1Laboratory of Molecular Biology for Infectious Diseases and Cancer, Federal University of Rio Grande do Norte, Natal, Brazil; 2Department of Biomedical Sciences, University of Rio Grande do Norte State, Mossoró, Brazil

Abstract: Human papillomavirus (HPV) is one of the most common causes of sexually transmitted diseases worldwide. It has been proposed that the great majority of women and men have been infected with HPV at least once during their lifetime. HPV infection is associated with a variety of clinical conditions, ranging from benign lesions to cervical cancer. In most cases, the infection is transient, where most of the individuals are healing, eliminating the virus without the presence of any clinical manifestation. Actually, more than 120 HPV types have been cataloged, of which approximately 40 can infect the mucosa of the anogenital tract and are collectively known as mucosal HPV, which are classified based on their oncogenic potential as either low- or high-risk HPV types. The low-risk HPV type causes benign hyperproliferative lesions or genital warts, with a very limited tendency for malignant progression, while the high-risk HPV type is strongly associated with premalignant and malignant cervical lesions. The HPV cycle initiates when the virus gains access to undifferentiated cells of the basement membrane of the squamous columnar junction epithelium of the ectocervix, after these regions are exposed to mechanical or chemical trauma.
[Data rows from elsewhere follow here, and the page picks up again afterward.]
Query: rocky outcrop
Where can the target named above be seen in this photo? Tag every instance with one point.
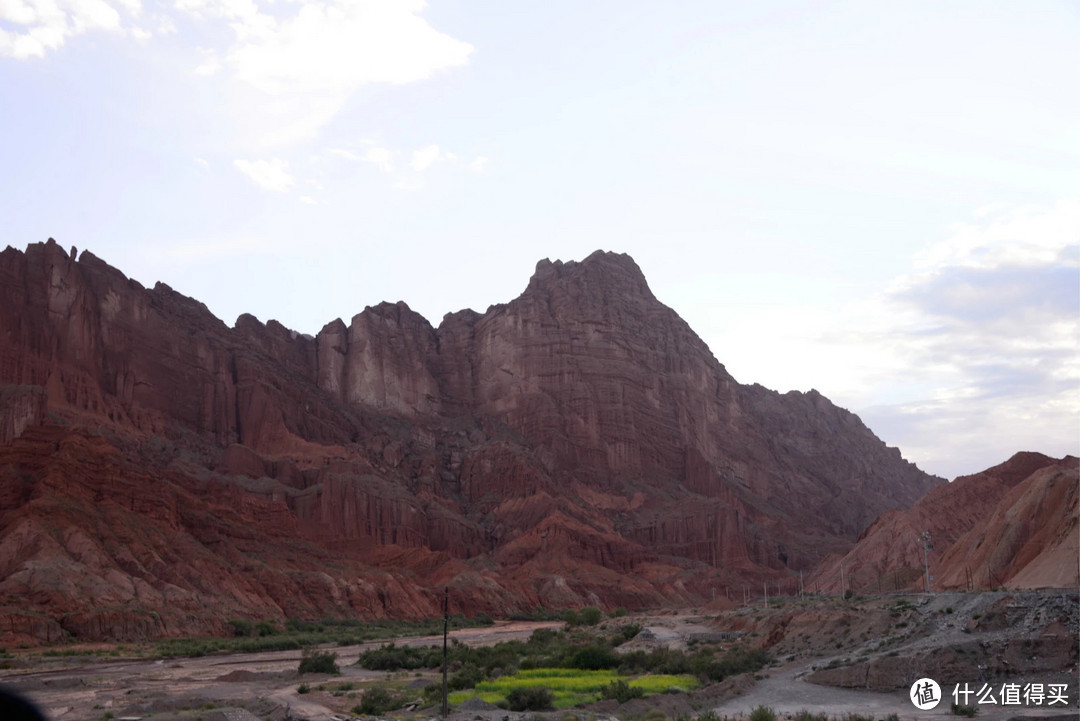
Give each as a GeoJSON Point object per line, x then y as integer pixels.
{"type": "Point", "coordinates": [577, 445]}
{"type": "Point", "coordinates": [1014, 526]}
{"type": "Point", "coordinates": [21, 407]}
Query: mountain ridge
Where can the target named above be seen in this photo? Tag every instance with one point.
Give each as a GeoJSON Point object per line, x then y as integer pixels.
{"type": "Point", "coordinates": [579, 444]}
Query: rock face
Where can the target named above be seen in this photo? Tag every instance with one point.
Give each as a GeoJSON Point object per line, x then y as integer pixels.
{"type": "Point", "coordinates": [1013, 526]}
{"type": "Point", "coordinates": [578, 445]}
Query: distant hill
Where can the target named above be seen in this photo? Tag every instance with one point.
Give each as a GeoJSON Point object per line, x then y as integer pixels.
{"type": "Point", "coordinates": [1013, 526]}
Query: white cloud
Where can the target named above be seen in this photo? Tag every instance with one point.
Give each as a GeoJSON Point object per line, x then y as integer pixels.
{"type": "Point", "coordinates": [424, 158]}
{"type": "Point", "coordinates": [298, 65]}
{"type": "Point", "coordinates": [44, 25]}
{"type": "Point", "coordinates": [381, 158]}
{"type": "Point", "coordinates": [267, 174]}
{"type": "Point", "coordinates": [980, 344]}
{"type": "Point", "coordinates": [211, 64]}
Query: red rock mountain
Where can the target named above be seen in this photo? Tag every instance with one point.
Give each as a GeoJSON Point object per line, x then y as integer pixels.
{"type": "Point", "coordinates": [161, 472]}
{"type": "Point", "coordinates": [1014, 526]}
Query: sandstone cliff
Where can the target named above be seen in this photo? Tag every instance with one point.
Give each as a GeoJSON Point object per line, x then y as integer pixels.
{"type": "Point", "coordinates": [1012, 526]}
{"type": "Point", "coordinates": [577, 445]}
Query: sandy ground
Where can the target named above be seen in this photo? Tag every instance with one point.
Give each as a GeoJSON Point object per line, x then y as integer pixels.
{"type": "Point", "coordinates": [69, 690]}
{"type": "Point", "coordinates": [266, 683]}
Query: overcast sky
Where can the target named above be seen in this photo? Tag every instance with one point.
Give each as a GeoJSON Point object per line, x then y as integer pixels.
{"type": "Point", "coordinates": [880, 201]}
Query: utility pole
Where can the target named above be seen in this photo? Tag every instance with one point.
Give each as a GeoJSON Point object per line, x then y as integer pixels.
{"type": "Point", "coordinates": [446, 630]}
{"type": "Point", "coordinates": [926, 556]}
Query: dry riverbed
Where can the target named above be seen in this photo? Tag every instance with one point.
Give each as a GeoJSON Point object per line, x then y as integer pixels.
{"type": "Point", "coordinates": [861, 655]}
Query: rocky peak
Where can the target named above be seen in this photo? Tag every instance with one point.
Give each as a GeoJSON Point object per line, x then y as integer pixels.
{"type": "Point", "coordinates": [581, 431]}
{"type": "Point", "coordinates": [598, 276]}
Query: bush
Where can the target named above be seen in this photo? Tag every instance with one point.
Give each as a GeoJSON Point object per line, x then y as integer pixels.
{"type": "Point", "coordinates": [626, 633]}
{"type": "Point", "coordinates": [621, 691]}
{"type": "Point", "coordinates": [594, 657]}
{"type": "Point", "coordinates": [379, 699]}
{"type": "Point", "coordinates": [591, 615]}
{"type": "Point", "coordinates": [524, 698]}
{"type": "Point", "coordinates": [319, 662]}
{"type": "Point", "coordinates": [763, 713]}
{"type": "Point", "coordinates": [467, 677]}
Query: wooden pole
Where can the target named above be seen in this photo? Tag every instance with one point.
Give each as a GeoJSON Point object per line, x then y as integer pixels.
{"type": "Point", "coordinates": [446, 630]}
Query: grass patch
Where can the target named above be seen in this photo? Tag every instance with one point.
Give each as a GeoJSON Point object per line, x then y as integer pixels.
{"type": "Point", "coordinates": [570, 687]}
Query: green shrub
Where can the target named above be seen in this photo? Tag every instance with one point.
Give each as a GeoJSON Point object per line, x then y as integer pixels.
{"type": "Point", "coordinates": [593, 657]}
{"type": "Point", "coordinates": [379, 699]}
{"type": "Point", "coordinates": [626, 633]}
{"type": "Point", "coordinates": [591, 615]}
{"type": "Point", "coordinates": [524, 698]}
{"type": "Point", "coordinates": [621, 691]}
{"type": "Point", "coordinates": [319, 662]}
{"type": "Point", "coordinates": [467, 677]}
{"type": "Point", "coordinates": [763, 713]}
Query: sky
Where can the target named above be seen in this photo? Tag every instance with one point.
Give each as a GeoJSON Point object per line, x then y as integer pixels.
{"type": "Point", "coordinates": [879, 201]}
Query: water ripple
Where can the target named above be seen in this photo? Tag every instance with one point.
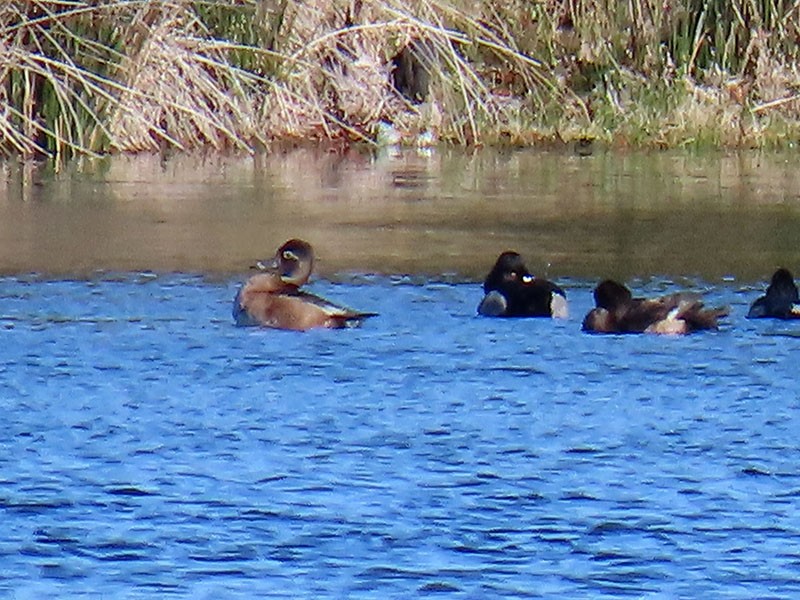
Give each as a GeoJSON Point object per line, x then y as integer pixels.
{"type": "Point", "coordinates": [152, 449]}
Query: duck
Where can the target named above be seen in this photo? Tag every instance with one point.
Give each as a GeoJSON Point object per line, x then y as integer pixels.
{"type": "Point", "coordinates": [617, 311]}
{"type": "Point", "coordinates": [273, 298]}
{"type": "Point", "coordinates": [781, 301]}
{"type": "Point", "coordinates": [511, 291]}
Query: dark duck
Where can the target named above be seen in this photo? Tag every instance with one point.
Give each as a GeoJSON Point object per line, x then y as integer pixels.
{"type": "Point", "coordinates": [511, 291]}
{"type": "Point", "coordinates": [781, 300]}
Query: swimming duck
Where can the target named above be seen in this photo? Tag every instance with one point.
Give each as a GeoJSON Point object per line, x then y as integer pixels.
{"type": "Point", "coordinates": [273, 297]}
{"type": "Point", "coordinates": [781, 300]}
{"type": "Point", "coordinates": [511, 291]}
{"type": "Point", "coordinates": [617, 311]}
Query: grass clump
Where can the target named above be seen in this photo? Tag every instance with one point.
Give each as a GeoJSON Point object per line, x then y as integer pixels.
{"type": "Point", "coordinates": [87, 78]}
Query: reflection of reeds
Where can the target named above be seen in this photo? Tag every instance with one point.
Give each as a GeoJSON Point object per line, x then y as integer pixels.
{"type": "Point", "coordinates": [144, 75]}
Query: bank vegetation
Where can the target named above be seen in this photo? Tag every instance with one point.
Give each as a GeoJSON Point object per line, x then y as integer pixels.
{"type": "Point", "coordinates": [118, 76]}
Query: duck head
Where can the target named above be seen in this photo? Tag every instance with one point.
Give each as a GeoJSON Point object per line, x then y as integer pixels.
{"type": "Point", "coordinates": [293, 261]}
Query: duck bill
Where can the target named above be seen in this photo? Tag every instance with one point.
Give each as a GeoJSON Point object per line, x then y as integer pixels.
{"type": "Point", "coordinates": [266, 265]}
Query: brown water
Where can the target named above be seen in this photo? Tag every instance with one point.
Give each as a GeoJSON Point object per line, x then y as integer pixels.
{"type": "Point", "coordinates": [449, 212]}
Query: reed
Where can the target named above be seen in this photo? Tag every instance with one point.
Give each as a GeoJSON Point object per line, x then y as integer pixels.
{"type": "Point", "coordinates": [91, 78]}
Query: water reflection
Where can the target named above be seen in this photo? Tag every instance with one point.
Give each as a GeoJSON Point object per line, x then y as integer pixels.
{"type": "Point", "coordinates": [448, 211]}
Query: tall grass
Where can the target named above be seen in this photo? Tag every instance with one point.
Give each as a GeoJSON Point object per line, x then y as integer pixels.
{"type": "Point", "coordinates": [88, 78]}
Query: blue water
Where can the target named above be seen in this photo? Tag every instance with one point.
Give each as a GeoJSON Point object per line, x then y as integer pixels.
{"type": "Point", "coordinates": [151, 449]}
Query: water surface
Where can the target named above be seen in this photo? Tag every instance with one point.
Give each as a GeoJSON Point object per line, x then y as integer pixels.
{"type": "Point", "coordinates": [152, 449]}
{"type": "Point", "coordinates": [446, 212]}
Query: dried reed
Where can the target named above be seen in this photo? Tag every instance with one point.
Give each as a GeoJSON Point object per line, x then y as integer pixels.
{"type": "Point", "coordinates": [87, 78]}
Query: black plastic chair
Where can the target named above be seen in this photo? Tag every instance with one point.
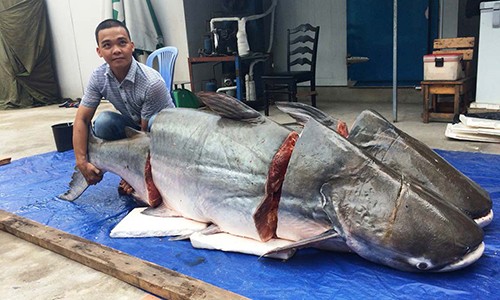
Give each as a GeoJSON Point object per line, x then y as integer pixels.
{"type": "Point", "coordinates": [302, 48]}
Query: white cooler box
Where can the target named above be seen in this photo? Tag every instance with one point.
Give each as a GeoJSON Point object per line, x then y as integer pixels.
{"type": "Point", "coordinates": [443, 66]}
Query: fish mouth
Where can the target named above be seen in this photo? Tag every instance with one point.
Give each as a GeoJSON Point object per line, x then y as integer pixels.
{"type": "Point", "coordinates": [465, 261]}
{"type": "Point", "coordinates": [485, 220]}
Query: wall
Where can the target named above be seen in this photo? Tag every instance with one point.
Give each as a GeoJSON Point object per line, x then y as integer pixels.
{"type": "Point", "coordinates": [184, 23]}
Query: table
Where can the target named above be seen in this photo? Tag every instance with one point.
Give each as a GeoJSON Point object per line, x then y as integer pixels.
{"type": "Point", "coordinates": [238, 60]}
{"type": "Point", "coordinates": [461, 89]}
{"type": "Point", "coordinates": [213, 59]}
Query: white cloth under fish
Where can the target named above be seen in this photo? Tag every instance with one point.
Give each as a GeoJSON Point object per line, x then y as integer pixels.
{"type": "Point", "coordinates": [137, 224]}
{"type": "Point", "coordinates": [231, 243]}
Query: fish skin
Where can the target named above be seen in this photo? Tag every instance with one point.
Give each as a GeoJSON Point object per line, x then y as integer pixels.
{"type": "Point", "coordinates": [374, 209]}
{"type": "Point", "coordinates": [214, 169]}
{"type": "Point", "coordinates": [126, 157]}
{"type": "Point", "coordinates": [403, 153]}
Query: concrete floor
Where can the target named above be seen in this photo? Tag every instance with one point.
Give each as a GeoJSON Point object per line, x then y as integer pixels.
{"type": "Point", "coordinates": [31, 272]}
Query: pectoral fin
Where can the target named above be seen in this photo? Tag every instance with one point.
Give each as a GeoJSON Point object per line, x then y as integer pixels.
{"type": "Point", "coordinates": [309, 242]}
{"type": "Point", "coordinates": [77, 186]}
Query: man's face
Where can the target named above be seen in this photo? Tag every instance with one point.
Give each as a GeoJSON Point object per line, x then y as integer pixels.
{"type": "Point", "coordinates": [115, 47]}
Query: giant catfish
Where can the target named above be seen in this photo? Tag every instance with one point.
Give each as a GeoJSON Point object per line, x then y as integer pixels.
{"type": "Point", "coordinates": [254, 178]}
{"type": "Point", "coordinates": [405, 154]}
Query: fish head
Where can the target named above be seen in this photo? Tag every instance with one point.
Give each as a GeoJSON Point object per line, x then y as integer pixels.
{"type": "Point", "coordinates": [405, 154]}
{"type": "Point", "coordinates": [416, 232]}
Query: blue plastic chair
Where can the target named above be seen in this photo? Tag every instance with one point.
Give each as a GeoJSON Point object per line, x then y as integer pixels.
{"type": "Point", "coordinates": [166, 63]}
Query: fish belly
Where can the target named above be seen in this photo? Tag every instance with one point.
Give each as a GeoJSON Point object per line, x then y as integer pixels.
{"type": "Point", "coordinates": [211, 169]}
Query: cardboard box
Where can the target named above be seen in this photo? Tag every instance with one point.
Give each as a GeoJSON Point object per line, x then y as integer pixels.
{"type": "Point", "coordinates": [443, 66]}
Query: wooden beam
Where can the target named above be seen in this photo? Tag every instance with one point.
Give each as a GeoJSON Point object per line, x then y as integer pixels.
{"type": "Point", "coordinates": [465, 42]}
{"type": "Point", "coordinates": [467, 53]}
{"type": "Point", "coordinates": [145, 275]}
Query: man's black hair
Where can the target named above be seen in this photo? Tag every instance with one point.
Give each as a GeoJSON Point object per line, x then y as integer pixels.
{"type": "Point", "coordinates": [109, 23]}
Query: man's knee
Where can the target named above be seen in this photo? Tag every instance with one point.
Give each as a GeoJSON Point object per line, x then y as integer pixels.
{"type": "Point", "coordinates": [107, 126]}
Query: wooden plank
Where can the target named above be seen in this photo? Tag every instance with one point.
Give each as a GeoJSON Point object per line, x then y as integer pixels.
{"type": "Point", "coordinates": [463, 42]}
{"type": "Point", "coordinates": [466, 53]}
{"type": "Point", "coordinates": [145, 275]}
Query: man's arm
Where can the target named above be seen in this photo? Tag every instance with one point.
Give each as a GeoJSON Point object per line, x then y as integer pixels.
{"type": "Point", "coordinates": [80, 137]}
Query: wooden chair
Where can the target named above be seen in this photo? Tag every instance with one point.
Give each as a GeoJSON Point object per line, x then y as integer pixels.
{"type": "Point", "coordinates": [462, 89]}
{"type": "Point", "coordinates": [302, 48]}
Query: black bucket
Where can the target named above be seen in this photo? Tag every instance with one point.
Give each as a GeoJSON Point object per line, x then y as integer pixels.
{"type": "Point", "coordinates": [63, 135]}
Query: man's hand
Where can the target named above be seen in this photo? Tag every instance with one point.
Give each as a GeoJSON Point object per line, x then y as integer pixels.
{"type": "Point", "coordinates": [92, 174]}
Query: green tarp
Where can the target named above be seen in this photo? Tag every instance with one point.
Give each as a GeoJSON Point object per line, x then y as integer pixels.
{"type": "Point", "coordinates": [27, 76]}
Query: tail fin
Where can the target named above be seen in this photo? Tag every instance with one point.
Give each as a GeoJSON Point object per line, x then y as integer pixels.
{"type": "Point", "coordinates": [77, 186]}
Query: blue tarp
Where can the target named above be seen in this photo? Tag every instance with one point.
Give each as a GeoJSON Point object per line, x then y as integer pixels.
{"type": "Point", "coordinates": [29, 186]}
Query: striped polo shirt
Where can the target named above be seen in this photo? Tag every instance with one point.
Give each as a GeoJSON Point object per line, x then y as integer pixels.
{"type": "Point", "coordinates": [140, 95]}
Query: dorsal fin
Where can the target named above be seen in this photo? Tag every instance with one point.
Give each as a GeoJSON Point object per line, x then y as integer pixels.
{"type": "Point", "coordinates": [229, 107]}
{"type": "Point", "coordinates": [131, 132]}
{"type": "Point", "coordinates": [93, 139]}
{"type": "Point", "coordinates": [302, 113]}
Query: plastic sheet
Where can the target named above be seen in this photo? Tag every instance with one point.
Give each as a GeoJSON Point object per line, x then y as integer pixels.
{"type": "Point", "coordinates": [28, 187]}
The basal cells in the transformation zone retain the ability to differentiate, a property required for virion production. Cervical infection with high-risk HPV typically lasts from 12 to 18 months and in most cases is cleared spontaneously. However, in some women the immune response is insufficient to eliminate the virus, resulting in a persistent, long-term infection that may progress to a malignant lesion. In this review, we discuss the biology and natural history of HPV infection and its association with cervical cancer.